Through the front window she sees a line of dusty cars and pickup trucks pulling out of the parking lot of Cherokee Nation headquarters, heading back up the highway toward Kenwood and Locust Grove; the afternoon session of Tribal Court is over. Mr. Turnbo will be back soon and she’s still behind on her work, but that’s not Oprah Winfrey’s fault.
“That little kid in the overalls?” Annawake asks. She is staring with her chin on her hand. “I heard somebody say she was adopted.”
“Yeah. Before the first commercial Oprah introduced them as being somebody and her adopted daughter Turtle.”
“Cherokee,” Annawake says. “I’ll bet you a Coke.”
“Uhn-uh,” Jinny says, “Navajo, I bet. They’re from Arizona. She looks exactly like my brother’s girlfriend’s little girl, out in Albuquerque.”
“Where in Arizona, did they say?”
“Tucson.”
Annawake eyes the TV as if it had just called her a name. Jinny finds Annawake completely fascinating: she dresses like she doesn’t give a hoot, in jeans and moccasins and white shirts from J. C. Penney’s men’s department, and she totes around a backpack held together by gray duct tape instead of a briefcase, but she has that fashion-model mouth with a deep indentation in the center of her upper lip that’s hard to stop staring at. Men must want to kiss her every minute, Jinny thinks. When the perky music comes up and Oprah fades out to another commercial, Annawake takes off her glasses and rubs her eyes. “Tired,” she says. “You too?”
“Yeah. Grandma’s mad at my brother Woody for quitting school. Nobody’s been getting much sleep at our house, except Woody. He took his bed out in the yard.”
“Robert Grass didn’t call yet?”
“Robert Grass! That turkey. Not since the drive-in two weeks ago.”

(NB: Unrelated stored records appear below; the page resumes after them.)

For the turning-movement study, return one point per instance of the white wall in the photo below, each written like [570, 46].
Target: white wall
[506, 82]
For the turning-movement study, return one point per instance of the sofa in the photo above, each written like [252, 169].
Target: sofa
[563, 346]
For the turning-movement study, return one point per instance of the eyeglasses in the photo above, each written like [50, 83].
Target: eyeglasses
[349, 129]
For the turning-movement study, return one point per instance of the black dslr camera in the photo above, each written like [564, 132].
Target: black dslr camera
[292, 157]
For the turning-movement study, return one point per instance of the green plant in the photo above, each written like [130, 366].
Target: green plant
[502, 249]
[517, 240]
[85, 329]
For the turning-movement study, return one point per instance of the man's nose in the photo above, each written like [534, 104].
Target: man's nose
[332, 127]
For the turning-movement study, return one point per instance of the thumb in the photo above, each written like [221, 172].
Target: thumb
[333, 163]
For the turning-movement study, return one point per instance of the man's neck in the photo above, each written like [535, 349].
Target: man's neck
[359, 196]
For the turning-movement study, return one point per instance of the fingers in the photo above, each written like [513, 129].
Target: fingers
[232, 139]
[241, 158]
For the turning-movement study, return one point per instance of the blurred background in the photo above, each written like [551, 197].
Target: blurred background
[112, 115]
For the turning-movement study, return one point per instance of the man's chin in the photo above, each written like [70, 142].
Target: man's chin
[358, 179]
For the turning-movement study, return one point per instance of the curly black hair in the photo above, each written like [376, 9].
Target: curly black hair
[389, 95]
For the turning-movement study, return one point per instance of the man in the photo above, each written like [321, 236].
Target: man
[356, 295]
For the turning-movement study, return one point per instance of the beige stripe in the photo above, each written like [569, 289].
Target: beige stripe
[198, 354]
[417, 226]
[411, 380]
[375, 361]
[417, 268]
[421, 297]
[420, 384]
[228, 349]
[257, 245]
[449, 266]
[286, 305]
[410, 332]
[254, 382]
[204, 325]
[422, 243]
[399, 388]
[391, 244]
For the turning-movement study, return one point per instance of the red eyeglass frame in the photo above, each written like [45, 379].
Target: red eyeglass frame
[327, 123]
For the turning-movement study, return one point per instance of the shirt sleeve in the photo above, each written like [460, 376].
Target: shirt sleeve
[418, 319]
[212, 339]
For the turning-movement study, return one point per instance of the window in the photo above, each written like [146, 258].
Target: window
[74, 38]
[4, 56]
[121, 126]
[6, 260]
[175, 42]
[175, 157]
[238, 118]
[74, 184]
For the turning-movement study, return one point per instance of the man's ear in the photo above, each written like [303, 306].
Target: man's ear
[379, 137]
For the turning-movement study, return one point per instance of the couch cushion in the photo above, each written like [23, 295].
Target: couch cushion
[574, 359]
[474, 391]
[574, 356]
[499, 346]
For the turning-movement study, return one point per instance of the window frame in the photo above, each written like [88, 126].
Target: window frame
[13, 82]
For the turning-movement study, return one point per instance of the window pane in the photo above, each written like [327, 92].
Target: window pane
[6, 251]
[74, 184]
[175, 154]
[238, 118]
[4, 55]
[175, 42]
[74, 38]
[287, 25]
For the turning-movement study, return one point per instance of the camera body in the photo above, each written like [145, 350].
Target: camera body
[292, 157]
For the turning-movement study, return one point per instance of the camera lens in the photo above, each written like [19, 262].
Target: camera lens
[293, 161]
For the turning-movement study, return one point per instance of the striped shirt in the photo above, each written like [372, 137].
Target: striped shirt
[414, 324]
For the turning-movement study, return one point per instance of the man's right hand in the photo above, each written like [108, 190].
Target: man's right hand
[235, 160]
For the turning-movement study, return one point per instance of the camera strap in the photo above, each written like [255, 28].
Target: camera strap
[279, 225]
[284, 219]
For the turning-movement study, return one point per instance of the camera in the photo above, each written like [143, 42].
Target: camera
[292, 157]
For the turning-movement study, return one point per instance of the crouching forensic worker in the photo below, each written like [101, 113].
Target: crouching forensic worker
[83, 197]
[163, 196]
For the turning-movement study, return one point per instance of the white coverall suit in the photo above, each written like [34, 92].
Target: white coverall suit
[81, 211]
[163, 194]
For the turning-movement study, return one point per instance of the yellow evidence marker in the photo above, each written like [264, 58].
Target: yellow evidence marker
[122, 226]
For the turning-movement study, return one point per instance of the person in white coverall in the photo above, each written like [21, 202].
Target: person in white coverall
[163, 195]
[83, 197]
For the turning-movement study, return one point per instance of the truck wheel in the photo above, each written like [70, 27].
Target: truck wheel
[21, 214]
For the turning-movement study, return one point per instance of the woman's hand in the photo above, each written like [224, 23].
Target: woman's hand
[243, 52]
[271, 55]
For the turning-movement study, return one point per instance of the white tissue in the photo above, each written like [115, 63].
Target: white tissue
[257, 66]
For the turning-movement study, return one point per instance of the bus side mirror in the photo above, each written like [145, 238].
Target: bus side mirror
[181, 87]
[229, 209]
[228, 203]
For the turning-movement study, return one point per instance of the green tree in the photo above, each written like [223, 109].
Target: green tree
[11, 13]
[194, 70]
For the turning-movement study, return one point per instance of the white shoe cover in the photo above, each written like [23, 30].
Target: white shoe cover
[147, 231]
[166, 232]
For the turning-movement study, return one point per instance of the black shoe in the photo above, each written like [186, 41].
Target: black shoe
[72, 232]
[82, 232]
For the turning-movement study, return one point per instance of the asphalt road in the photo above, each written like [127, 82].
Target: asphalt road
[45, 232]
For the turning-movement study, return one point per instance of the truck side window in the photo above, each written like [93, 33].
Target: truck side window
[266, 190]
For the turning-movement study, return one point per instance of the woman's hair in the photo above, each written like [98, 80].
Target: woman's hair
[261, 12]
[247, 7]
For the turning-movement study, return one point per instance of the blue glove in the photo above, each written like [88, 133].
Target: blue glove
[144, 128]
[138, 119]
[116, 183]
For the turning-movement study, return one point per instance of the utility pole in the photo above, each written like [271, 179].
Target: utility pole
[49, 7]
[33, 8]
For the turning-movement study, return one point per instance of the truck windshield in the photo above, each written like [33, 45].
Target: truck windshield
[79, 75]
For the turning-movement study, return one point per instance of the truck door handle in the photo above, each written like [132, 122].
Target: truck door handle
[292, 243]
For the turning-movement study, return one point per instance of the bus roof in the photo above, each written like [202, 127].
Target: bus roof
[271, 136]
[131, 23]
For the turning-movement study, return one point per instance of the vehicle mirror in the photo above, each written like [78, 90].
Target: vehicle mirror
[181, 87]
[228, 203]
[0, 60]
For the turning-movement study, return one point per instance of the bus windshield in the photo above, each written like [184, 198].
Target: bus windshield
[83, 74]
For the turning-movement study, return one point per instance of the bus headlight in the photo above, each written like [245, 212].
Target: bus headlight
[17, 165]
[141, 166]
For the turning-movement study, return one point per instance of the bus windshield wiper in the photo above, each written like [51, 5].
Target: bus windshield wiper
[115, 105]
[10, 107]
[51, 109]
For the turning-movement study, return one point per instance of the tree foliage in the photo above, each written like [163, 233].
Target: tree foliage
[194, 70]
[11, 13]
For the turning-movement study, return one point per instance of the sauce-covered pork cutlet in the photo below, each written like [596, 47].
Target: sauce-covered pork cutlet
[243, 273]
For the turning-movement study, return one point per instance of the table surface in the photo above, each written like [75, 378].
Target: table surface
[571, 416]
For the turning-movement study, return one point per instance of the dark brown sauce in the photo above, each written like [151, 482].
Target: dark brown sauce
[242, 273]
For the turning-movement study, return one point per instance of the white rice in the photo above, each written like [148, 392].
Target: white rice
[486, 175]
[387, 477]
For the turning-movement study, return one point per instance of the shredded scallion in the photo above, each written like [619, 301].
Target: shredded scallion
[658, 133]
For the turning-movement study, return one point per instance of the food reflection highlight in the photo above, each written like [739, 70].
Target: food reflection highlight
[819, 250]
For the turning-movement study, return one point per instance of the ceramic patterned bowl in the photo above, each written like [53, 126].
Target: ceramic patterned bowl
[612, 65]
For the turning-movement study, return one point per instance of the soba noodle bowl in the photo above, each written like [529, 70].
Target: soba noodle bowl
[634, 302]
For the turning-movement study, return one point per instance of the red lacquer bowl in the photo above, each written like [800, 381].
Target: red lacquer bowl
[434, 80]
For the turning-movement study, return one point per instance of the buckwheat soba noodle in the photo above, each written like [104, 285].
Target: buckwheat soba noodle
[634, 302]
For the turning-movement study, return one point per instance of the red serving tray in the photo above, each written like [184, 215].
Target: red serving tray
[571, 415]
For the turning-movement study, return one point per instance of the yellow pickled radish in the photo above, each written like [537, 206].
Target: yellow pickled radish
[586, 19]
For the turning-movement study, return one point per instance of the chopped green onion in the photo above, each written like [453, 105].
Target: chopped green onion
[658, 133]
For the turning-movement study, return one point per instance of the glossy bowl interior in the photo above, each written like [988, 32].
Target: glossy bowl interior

“He will,” Annawake says. “My brother Dellon knows him from the construction site over on Muskogee highway. He said Robert Grass is talking
osda
about his new girlfriend.”
“Maybe she’s nobody I know.”
“If she’s not you, you would have heard about it. Tahlequah’s not that big.”
“That’s the truth. The whole
Nation’s
not that big. Somebody all the way over to Salisaw told Grandma she’d seen me in a truck with the weediest Grass ever to come up.”
Annawake smiles. “There’s no getting away from the people that love you.” She slides her glasses back on and takes the pencil from behind her ear to mark up the page she’s reading. Jinny thinks:
You don’t even know. Nobody would gossip about you, they all adore you too much, plus you have no noticeable habits other than working
. She blows a puff of air through her bangs and flips to a new page of the Arkansas River Gravel Claim. Why anyone cares this much about river gravel is beyond Jinny Redcrow.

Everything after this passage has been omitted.